The remaining characters are all printable, and include letters, numbers, punctuation, and a space. The digits 0-9 appear in sequence, as do the upper and lower case letters1. This organization simpliﬁes character manipulation. In order to change the character representation of a digit into its numerical value, we can subtract (30)16 from it. In order to convert the ASCII character ‘5,’ which is in position (35)16, into the number 5, we compute (35 – 30 = 5)16.
(1. As an aside, the character ‘a’ and the character ‘A’ are different, and have different codes
in the ASCII table. The small letters like ‘a’ are called lower case, and the capital letters like ‘A’ are called upper case. The naming comes from the positions of the characters in a printer’s typecase. The capital letters appear above the small letters, which resulted in the upper case / lower case naming. These days, typesetting is almost always performed electronically, but the traditional naming is still used.)
In order to convert an upper case letter into a lower case letter, we add (20)16. For example, to convert the letter ‘H,’ which is at location (48)16 in the ASCII table, into the letter ‘h,’ which is at position (68)16, we compute (48 + 20 = 68)16.
2.5.2 THE EBCDIC CHARACTER SET
A problem with the ASCII code is that only 128 characters can be represented, which is a limitation for many keyboards that have a lot of special characters in addition to upper and lower case letters.
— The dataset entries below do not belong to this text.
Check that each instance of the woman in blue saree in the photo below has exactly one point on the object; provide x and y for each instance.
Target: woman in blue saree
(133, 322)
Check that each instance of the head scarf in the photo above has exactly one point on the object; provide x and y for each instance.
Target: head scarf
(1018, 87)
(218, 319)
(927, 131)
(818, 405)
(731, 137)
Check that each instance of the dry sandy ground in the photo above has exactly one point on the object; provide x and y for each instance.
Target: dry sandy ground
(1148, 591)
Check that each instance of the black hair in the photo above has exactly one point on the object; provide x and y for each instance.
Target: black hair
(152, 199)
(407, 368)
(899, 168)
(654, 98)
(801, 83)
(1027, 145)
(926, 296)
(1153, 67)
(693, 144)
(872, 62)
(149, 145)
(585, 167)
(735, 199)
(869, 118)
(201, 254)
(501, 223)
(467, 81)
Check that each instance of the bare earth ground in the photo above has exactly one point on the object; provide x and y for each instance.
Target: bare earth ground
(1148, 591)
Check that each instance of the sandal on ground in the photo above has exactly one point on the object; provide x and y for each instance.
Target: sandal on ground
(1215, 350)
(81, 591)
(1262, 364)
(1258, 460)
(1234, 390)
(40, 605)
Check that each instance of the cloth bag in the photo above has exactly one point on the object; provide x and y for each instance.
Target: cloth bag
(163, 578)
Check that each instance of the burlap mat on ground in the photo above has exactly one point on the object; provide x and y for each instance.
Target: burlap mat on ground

The Extended Binary Coded Decimal Interchange Code (EBCDIC) is an eight-bit code that is used extensively in IBM
mainframe computers. Since seven-bit ASCII characters are frequently represented in an eight-bit modiﬁed form (one character per byte), in which a 0 or a 1 is appended to the left of the seven-bit pattern, the use of EBCDIC does not place a greater demand on the storage of characters in a computer. For serial transmission, however, (see Chapter 8), an eight-bit code takes more time to transmit than a seven-bit code, and for this case the wider code does make a difference.
The EBCDIC code is summarized in Figure 2-14. There are gaps in the table, which can be used for application speciﬁc characters. The fact that there are gaps in the upper and lower case sequences is not a major disadvantage because character manipulations can still be done as for ASCII, but using different offsets.
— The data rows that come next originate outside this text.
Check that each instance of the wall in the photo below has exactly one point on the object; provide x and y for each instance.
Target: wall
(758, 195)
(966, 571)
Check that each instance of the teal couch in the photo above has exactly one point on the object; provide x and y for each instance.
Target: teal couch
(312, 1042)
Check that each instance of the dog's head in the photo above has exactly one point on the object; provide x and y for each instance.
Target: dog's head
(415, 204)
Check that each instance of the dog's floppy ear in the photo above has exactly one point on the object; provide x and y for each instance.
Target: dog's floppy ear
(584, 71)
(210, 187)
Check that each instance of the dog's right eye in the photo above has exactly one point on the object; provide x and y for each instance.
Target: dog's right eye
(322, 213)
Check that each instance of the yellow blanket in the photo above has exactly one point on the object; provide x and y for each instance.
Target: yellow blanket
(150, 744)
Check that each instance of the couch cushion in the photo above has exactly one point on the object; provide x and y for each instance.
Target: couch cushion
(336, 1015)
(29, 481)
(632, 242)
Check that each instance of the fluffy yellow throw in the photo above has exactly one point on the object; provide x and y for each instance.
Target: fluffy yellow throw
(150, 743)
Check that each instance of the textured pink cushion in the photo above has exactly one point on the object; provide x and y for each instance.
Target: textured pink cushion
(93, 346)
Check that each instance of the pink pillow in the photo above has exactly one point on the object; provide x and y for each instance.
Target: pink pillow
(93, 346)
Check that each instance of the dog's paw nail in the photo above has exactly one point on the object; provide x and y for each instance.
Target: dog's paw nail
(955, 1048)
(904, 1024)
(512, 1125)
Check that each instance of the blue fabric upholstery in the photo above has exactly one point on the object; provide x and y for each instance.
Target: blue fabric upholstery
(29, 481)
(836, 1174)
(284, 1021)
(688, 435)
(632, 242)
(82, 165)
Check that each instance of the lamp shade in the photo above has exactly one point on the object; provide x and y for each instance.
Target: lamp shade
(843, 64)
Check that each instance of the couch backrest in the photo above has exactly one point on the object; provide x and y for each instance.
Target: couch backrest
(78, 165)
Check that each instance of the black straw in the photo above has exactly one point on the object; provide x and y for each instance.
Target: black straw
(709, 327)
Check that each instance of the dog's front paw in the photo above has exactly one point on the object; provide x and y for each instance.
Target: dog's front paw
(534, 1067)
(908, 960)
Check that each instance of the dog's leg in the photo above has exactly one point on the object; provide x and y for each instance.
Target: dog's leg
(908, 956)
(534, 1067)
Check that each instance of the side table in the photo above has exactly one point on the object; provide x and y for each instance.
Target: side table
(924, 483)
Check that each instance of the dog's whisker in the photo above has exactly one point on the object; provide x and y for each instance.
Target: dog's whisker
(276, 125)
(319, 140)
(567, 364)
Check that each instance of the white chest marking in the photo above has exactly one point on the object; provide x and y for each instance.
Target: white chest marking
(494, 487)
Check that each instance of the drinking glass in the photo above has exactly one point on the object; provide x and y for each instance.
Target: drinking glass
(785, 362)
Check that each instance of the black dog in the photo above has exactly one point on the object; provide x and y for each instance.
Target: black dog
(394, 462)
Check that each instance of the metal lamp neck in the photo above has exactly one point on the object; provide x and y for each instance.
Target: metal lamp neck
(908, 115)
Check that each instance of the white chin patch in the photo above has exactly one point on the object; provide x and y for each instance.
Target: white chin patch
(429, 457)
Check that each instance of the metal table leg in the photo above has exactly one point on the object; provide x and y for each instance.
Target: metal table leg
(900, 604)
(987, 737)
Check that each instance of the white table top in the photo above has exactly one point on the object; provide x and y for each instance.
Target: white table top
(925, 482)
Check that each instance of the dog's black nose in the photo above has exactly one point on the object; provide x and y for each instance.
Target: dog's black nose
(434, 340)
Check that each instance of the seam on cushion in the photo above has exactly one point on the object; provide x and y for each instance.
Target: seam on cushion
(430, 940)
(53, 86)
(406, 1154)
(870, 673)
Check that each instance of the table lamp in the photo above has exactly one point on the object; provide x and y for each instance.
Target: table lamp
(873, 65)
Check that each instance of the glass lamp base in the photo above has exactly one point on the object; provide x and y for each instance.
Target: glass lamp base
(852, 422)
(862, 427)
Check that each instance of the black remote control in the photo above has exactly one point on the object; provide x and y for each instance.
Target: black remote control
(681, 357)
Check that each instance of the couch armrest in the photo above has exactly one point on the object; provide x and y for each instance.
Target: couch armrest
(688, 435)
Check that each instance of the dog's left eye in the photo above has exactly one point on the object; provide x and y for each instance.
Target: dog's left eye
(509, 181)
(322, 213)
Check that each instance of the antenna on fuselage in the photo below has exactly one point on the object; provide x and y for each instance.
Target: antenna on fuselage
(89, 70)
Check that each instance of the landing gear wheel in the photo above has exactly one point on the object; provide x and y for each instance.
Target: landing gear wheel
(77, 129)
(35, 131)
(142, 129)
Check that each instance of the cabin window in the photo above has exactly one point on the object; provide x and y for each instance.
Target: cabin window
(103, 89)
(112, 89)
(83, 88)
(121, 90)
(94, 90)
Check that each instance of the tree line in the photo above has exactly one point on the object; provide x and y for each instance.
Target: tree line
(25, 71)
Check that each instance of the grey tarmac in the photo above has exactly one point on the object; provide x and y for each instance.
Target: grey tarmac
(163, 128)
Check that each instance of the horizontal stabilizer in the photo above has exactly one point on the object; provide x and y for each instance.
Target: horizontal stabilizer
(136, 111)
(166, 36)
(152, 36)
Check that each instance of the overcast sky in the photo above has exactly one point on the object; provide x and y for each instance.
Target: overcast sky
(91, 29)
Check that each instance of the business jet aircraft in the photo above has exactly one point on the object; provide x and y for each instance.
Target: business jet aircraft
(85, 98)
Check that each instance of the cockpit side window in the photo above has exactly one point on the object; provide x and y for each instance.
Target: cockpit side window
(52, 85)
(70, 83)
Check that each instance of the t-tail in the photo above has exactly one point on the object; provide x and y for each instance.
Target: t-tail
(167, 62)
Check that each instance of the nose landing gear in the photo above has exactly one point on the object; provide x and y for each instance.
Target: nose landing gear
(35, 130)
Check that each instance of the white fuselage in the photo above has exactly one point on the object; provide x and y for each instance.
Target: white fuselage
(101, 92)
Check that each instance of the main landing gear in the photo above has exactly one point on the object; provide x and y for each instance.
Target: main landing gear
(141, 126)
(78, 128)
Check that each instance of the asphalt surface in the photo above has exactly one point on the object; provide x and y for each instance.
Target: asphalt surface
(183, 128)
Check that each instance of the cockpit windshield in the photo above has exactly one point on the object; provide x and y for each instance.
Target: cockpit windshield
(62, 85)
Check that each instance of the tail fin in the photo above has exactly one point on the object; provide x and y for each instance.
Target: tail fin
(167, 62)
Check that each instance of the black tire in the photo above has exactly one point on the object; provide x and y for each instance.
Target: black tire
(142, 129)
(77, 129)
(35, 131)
2.5.3 THE UNICODE CHARACTER SET
The ASCII and EBCDIC codes support the historically dominant (Latin) character sets used in computers. There are many more character sets in the world, and a simple ASCII-to-language-X mapping does not work for the general case, and so a new universal character standard was developed that supports a great breadth of the world’s character sets, called Unicode.
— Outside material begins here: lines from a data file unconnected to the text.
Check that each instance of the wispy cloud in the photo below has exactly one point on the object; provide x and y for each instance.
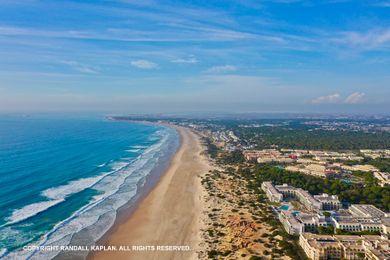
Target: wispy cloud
(189, 60)
(336, 98)
(373, 39)
(354, 98)
(81, 67)
(222, 69)
(144, 64)
(332, 98)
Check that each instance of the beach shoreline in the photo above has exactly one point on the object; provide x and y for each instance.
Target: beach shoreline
(169, 214)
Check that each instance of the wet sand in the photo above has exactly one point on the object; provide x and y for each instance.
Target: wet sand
(169, 214)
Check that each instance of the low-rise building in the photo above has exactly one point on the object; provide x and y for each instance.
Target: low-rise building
(321, 247)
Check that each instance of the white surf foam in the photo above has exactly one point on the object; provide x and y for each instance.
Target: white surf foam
(61, 192)
(117, 188)
(138, 146)
(133, 150)
(31, 210)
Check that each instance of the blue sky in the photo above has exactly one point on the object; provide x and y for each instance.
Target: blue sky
(181, 56)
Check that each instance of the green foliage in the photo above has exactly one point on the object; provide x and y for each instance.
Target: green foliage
(360, 233)
(347, 192)
(300, 137)
(211, 148)
(233, 158)
(326, 230)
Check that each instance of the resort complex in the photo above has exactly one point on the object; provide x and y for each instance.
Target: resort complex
(301, 212)
(318, 247)
(305, 215)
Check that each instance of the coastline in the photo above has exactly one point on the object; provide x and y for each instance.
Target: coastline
(169, 214)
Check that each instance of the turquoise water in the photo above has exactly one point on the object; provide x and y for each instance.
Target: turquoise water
(284, 207)
(59, 177)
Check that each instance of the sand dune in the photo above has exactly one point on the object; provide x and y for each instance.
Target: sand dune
(170, 213)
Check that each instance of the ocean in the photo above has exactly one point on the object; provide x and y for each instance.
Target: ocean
(63, 180)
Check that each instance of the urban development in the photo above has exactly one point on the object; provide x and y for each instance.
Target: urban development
(296, 188)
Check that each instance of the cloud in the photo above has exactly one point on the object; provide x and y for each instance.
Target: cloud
(373, 39)
(81, 67)
(189, 60)
(335, 98)
(354, 98)
(144, 64)
(222, 69)
(332, 98)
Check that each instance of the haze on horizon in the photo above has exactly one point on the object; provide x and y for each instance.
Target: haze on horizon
(174, 56)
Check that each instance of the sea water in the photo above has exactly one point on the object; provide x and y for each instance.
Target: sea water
(62, 180)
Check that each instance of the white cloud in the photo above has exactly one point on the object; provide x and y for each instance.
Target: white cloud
(189, 60)
(81, 67)
(373, 39)
(335, 98)
(332, 98)
(144, 64)
(354, 98)
(222, 69)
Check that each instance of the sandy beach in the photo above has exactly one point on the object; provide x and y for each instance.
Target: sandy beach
(170, 213)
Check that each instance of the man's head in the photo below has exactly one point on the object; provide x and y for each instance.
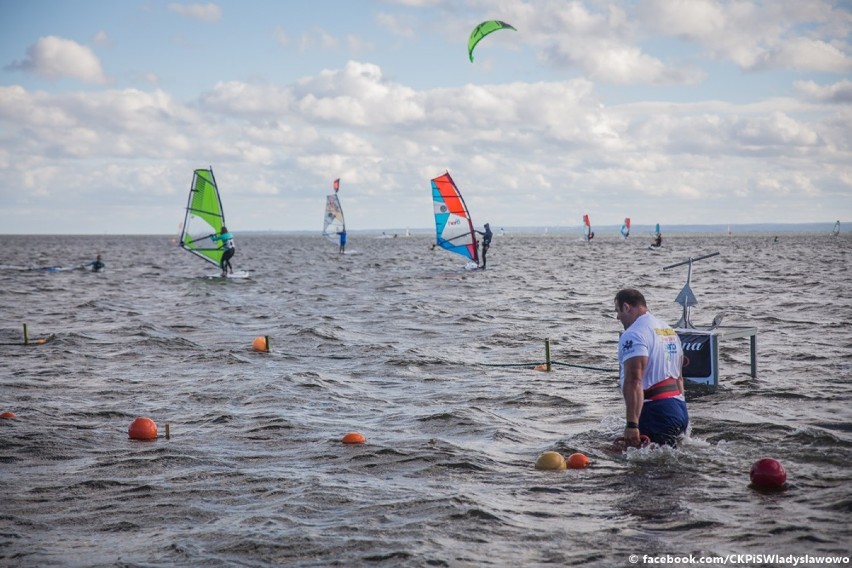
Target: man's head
(629, 305)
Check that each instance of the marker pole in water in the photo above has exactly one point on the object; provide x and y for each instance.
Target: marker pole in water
(547, 353)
Unicode is an evolving standard. It changes as new character sets are introduced into it, and as existing character sets evolve and their representations are reﬁned.
In version 2.0 of the Unicode standard, there are 38,885 distinct coded characters that cover the principal written languages of the Americas, Europe, the Middle East, Africa, India, Asia, and Paciﬁca.
The Unicode Standard uses a 16-bit code set in which there is a one-to-one correspondence between 16-bit codes and characters. Like ASCII, there are no complex modes or escape codes. While Unicode supports many more characters than ASCII or EBCDIC, it is not the end-all standard. In fact, the 16-bit Unicode
standard is a subset of the 32-bit ISO 10646 Universal Character Set (UCS-4).
Glyphs for the ﬁrst 256 Unicode characters are shown in Figure 2-15, according to Unicode version 2.1. Note that the ﬁrst 128 characters are the same as for ASCII.